Theft to order, a shady antiquarian, a drug dealer and a Russian with a penchant for gold. This is the apparent recipe for the dramatic 2013 Easter weekend jewelry heist at Rome's Museo Nazionale di Villa Giulia.
In a press conference in Rome today, officers from Italy's art police squad, the Nucleo Carabinieri Tutela Patrimonio Culturale, the Minister of Culture, Dario Franceschini, and Giancarlo Capaldo and Tiziana Cugini attorney's with the Procura della Repubblica di Roma who oversee crimes against the country's cultural heritage, announced the recovery of 23 of the 27 works of gold stolen from the Rome museum's Castellani collection between March 30 and April 1, 2013.
Castellani was the first 19th-century Rome goldsmith to create jewelry pieces closely modelled closely on the Etruscan, classical Italian and Greek prototypes. While many outside of Italy are not familiar with the jewelry magnate, the family's finest works are displayed in many museums around the world including at the British Museum, the Musée du Louvre, the Metropolitan Museum of Art, the Cooper-Hewitt National Design Museum, the Victoria and Albert Museum and the Musée des Arts.
At the time of the 2013 theft, Italian investigators were criticised for remaining tight-lipped about what had been stolen. Unlike in other museums thefts, the jewelry's value was never publicly disclosed and no photos from the Villa Giulia's inventory collection system were circulated to the public. Even the museum’s CCTV footage remained a close door secret.
When the theft was made public, many speculated that in Italy's economic recession, the laborously hand-creafted jewelry would likely be dismantled, its accompanying precious and semi-precious stones resold and the gold then melted down and reused.
Arriving around midnight, the thieves had announced their presence by dramatically launching a smoke grenade into the museum's courtyard, temporarily diverting the attention of the night watchman. This bought the thieves the precious seconds needed to enter the museum and disable the guards.

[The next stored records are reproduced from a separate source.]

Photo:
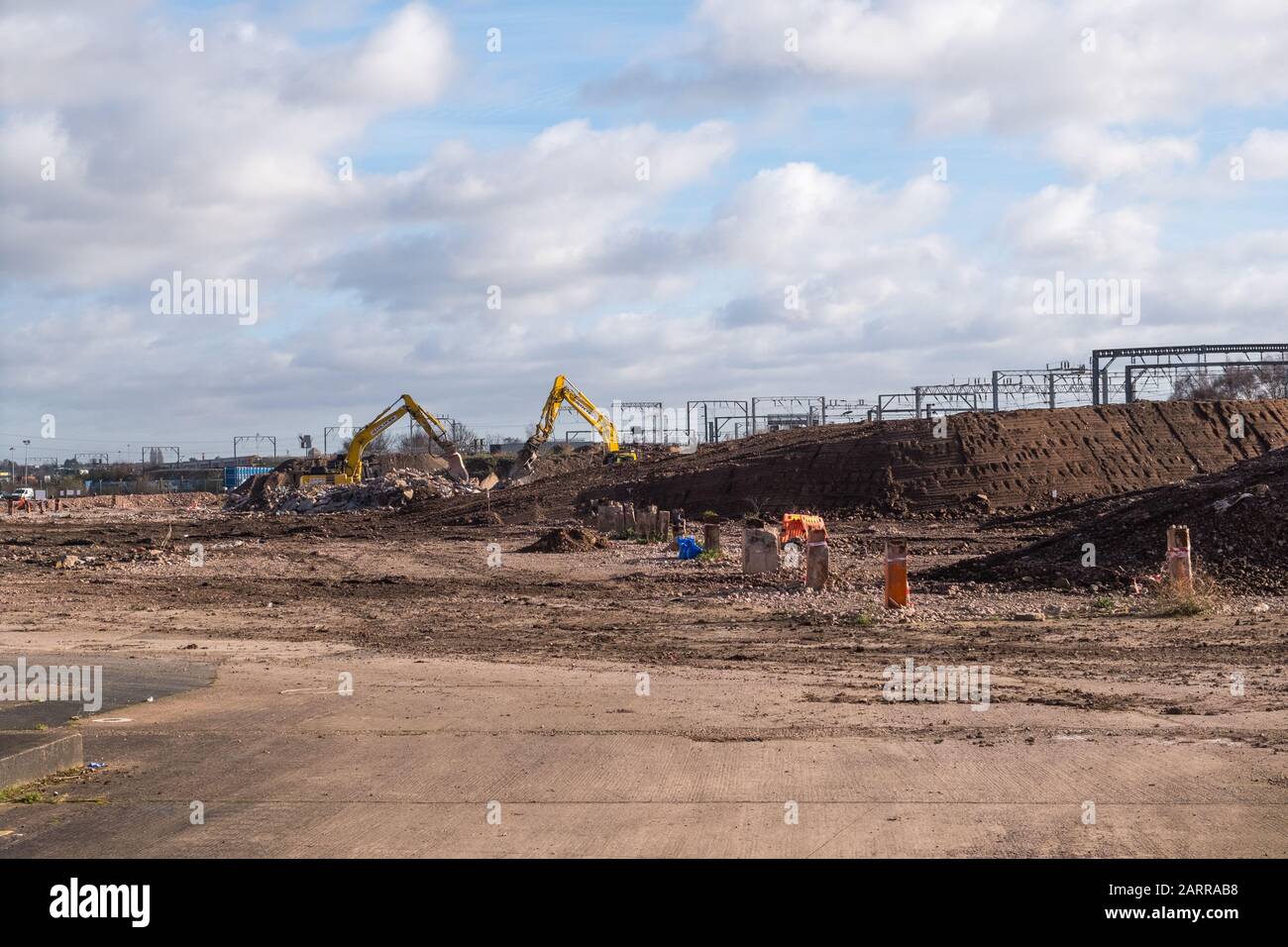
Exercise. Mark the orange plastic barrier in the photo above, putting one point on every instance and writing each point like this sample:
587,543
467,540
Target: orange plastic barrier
797,526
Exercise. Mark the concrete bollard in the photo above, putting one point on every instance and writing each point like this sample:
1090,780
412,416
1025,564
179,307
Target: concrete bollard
815,561
1179,567
759,551
897,574
711,538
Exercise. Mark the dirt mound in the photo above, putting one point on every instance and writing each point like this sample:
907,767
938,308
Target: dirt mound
1237,523
1012,460
1008,460
567,540
269,493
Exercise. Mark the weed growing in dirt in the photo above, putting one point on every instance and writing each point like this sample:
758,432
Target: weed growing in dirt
858,618
24,795
1184,603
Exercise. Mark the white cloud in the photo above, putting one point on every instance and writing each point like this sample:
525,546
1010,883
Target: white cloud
1102,155
1263,155
1010,64
1064,228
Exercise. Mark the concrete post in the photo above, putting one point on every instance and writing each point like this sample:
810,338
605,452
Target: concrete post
759,551
897,574
815,561
1179,569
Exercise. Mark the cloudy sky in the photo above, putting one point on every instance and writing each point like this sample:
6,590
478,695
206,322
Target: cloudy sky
665,201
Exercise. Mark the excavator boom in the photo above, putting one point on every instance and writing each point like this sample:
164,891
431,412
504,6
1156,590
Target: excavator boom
351,466
565,392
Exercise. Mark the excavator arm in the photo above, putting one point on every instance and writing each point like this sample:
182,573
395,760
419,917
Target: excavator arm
352,472
565,392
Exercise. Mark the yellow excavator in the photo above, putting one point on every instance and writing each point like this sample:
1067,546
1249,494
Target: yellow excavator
565,392
347,468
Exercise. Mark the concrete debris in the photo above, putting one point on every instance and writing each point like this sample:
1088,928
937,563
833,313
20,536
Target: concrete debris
395,488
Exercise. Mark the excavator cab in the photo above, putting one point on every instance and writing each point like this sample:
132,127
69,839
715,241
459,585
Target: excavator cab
347,468
565,392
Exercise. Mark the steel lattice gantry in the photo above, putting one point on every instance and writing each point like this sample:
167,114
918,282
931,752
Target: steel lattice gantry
712,425
810,408
1171,359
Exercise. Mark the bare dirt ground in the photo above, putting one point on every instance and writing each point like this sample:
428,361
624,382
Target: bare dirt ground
515,678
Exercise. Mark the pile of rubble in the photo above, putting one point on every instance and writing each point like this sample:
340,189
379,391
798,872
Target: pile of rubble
395,488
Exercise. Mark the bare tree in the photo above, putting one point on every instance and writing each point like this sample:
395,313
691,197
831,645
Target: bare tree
1236,382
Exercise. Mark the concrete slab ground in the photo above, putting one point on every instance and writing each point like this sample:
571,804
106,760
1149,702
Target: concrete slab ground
29,757
438,757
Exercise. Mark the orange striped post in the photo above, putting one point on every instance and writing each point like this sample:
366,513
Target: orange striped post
897,574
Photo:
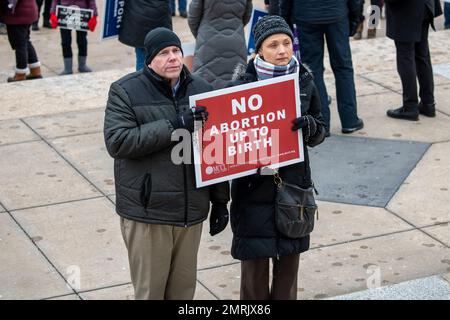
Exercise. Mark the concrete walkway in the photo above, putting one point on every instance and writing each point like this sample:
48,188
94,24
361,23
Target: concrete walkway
384,191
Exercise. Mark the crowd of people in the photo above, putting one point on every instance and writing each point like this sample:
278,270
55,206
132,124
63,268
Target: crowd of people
161,210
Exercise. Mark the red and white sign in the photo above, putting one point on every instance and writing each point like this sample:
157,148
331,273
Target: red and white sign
249,126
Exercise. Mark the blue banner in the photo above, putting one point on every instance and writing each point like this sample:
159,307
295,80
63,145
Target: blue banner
256,15
112,18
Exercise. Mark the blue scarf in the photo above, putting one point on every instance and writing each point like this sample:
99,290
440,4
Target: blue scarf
266,70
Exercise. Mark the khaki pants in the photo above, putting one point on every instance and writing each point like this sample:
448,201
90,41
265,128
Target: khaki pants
163,259
255,278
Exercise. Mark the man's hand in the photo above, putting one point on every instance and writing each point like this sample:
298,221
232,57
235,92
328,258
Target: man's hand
186,119
92,23
53,20
218,218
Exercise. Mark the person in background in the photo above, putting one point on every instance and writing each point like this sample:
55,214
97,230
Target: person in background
181,8
334,21
66,35
408,23
140,17
447,14
256,239
161,210
45,15
220,43
18,17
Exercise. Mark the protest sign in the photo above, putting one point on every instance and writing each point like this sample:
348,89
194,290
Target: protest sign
73,17
249,126
112,18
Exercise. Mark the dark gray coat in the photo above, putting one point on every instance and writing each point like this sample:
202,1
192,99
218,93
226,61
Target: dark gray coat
218,27
149,186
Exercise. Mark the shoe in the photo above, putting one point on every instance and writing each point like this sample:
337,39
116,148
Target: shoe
428,110
371,33
359,126
47,24
404,113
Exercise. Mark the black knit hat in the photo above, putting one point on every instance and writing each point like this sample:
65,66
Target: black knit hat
267,26
158,39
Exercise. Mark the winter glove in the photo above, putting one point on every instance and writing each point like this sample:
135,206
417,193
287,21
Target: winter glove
307,124
53,20
92,23
218,218
186,119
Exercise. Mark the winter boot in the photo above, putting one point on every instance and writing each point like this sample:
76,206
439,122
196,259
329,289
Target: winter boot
67,67
35,71
82,67
371,33
359,31
20,75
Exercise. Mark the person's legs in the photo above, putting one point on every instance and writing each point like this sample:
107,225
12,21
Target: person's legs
447,15
183,269
341,63
255,279
140,58
311,39
284,281
82,51
17,36
149,253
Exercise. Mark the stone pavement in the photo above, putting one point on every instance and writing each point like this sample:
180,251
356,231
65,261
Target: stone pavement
384,191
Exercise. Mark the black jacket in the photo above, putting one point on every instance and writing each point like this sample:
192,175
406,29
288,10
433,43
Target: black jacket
142,16
404,18
149,186
252,210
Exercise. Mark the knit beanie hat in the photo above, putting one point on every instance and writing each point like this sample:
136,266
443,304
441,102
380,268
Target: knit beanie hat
158,39
267,26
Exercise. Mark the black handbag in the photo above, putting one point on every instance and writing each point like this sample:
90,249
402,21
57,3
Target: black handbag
295,209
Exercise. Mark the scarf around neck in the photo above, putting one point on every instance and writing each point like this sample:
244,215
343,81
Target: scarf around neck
266,70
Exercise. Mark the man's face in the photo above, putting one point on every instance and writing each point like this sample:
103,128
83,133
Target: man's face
168,63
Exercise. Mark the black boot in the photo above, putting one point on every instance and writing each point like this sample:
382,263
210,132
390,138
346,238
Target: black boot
428,110
405,113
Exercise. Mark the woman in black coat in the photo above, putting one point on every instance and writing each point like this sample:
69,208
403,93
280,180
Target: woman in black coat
255,236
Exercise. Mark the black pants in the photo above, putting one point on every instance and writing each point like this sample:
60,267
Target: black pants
47,6
19,38
66,42
414,62
255,278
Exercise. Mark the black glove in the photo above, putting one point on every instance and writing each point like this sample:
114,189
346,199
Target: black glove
218,218
186,119
307,124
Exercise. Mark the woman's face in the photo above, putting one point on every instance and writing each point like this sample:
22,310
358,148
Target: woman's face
277,49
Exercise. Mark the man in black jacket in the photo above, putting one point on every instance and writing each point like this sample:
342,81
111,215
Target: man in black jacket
408,22
161,211
335,21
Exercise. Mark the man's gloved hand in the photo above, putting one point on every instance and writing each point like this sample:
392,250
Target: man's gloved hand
307,124
186,119
218,218
92,23
53,20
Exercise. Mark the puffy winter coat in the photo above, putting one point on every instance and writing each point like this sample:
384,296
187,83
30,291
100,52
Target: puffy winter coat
255,235
218,27
25,12
142,16
149,187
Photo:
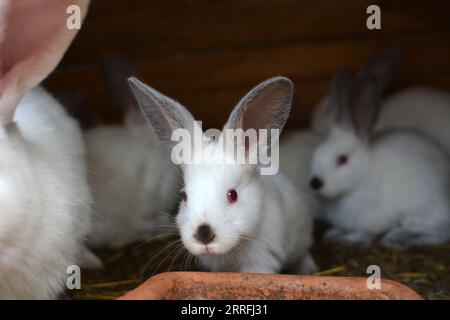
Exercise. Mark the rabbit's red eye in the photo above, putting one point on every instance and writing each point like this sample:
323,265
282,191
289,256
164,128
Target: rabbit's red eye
232,196
341,160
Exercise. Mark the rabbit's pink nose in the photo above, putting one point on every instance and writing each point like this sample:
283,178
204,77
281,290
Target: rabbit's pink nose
204,234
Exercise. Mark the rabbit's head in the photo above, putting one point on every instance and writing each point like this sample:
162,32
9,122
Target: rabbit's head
343,160
223,198
382,65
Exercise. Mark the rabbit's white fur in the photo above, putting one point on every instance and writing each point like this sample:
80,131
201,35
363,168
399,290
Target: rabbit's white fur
133,182
398,185
295,161
268,228
395,182
426,110
45,198
270,225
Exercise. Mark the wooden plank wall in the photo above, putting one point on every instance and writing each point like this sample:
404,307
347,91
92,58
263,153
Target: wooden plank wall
208,53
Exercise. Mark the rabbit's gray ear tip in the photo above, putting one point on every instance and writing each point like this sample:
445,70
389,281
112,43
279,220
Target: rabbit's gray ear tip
282,79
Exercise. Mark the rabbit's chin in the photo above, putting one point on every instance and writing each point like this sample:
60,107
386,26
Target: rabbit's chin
212,249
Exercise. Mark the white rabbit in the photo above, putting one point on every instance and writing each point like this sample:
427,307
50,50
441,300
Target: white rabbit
233,218
423,109
296,152
44,194
133,182
393,183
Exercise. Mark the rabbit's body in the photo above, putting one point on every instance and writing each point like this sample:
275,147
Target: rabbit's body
45,199
233,217
403,190
423,109
133,185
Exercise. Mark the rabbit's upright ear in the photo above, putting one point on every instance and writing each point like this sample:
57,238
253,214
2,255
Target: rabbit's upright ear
364,102
163,113
115,70
34,34
266,106
383,65
340,86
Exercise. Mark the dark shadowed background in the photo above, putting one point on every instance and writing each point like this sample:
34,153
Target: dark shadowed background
208,53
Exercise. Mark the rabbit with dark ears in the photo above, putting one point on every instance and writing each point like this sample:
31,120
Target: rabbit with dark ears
382,65
394,183
44,195
134,184
231,217
423,109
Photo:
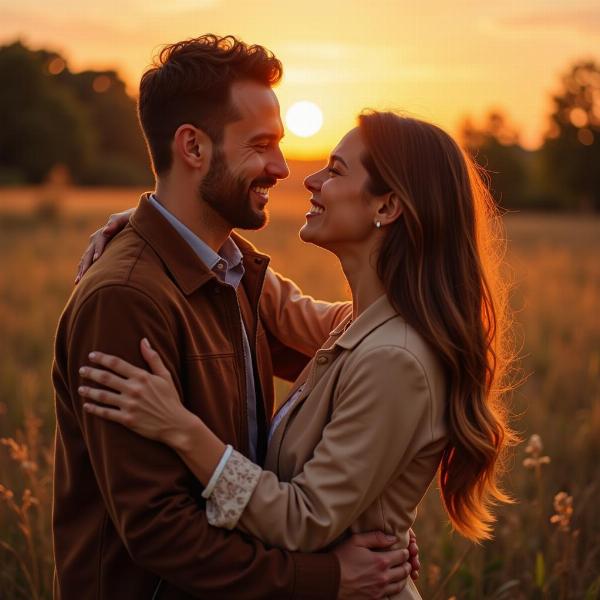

Bypassing many of Villa Giulia’s costlier masterpieces, the robbers then climbed the stairs to the first floor rooms, an area of the museum which houses the objects that make up the vast 6000-piece Castellani collection.
Stopping in Room 20, the Sala degli Ori, the thieves smashed two of four double collection display cabinets with an axe, which unintentionally engaged a museum security alarm cutting short the criminal's jewelry shopping. Even with such limited time, the thieves still managed to bag what has now been confirmed to be three million euros worth of exquisite pendants, earrings, and brooches enriched with precious and semi precious stones, coins or other ancient historic elements.
While the museum getaway went off without a hitch for the thieves, the days following it did not.
Initial investigations revealed that a wealthy Russian citizen, with a passion for Rome’s Castellani-styled jewellery had expressed her interest to a local antiquarian who had shown her reproductions. But the buyer wasn’t interested. She wanted original items, not next-generation replicas. This antiquarian is believed to be the main receiver of the jewelry stolen from the museum.
Shortly thereafter the Russian woman was identified in Fiumicino before boarding a flight back to San Petersburg. Travelling with her was the daughter of the antiquarian. Inside her bag, authorities found a catalog for the Castellani collection and images taken using a smart phone camera showing the Villa Giulia's galleries and surveillance equipment mounted on the gallery's ceiling.
Having lost their chance to sell to the Russian, the gang were forced to begin looking for local buyers.
Three years of patient investigations, coupled with hundreds of wiretaps and dozens of searches, led the Italian authorities to a band of six individuals, several from the Pontine Marches, an area south east of Rome near Sabaudia. Without their rich foreign jewelry lover, the group had begun searching for local buyers and a date had been set to sell some of the pieces.
The location for a forthcoming clandestine sale was a remote bar in Rome's periphery on via Portense. It is here that law enforcement swooped in to make arrests. As offices attempted to question the pair of fences, the two bolted from the scene in an automobile, attempting to pitch the envelope containing 7 pieces of the Castallani jewelry out the auto's window while in route. Caught almost immediately, the two fences and another four individuals have been implicated, two of whom have also been charged with illegal possession of a 357 magnum and drug distribution.
In one singular museum theft case, we have organised crime, drug dealing, dirty dealers and a Russian Mrs. Dr. No. Sometimes you can't make this stuff up.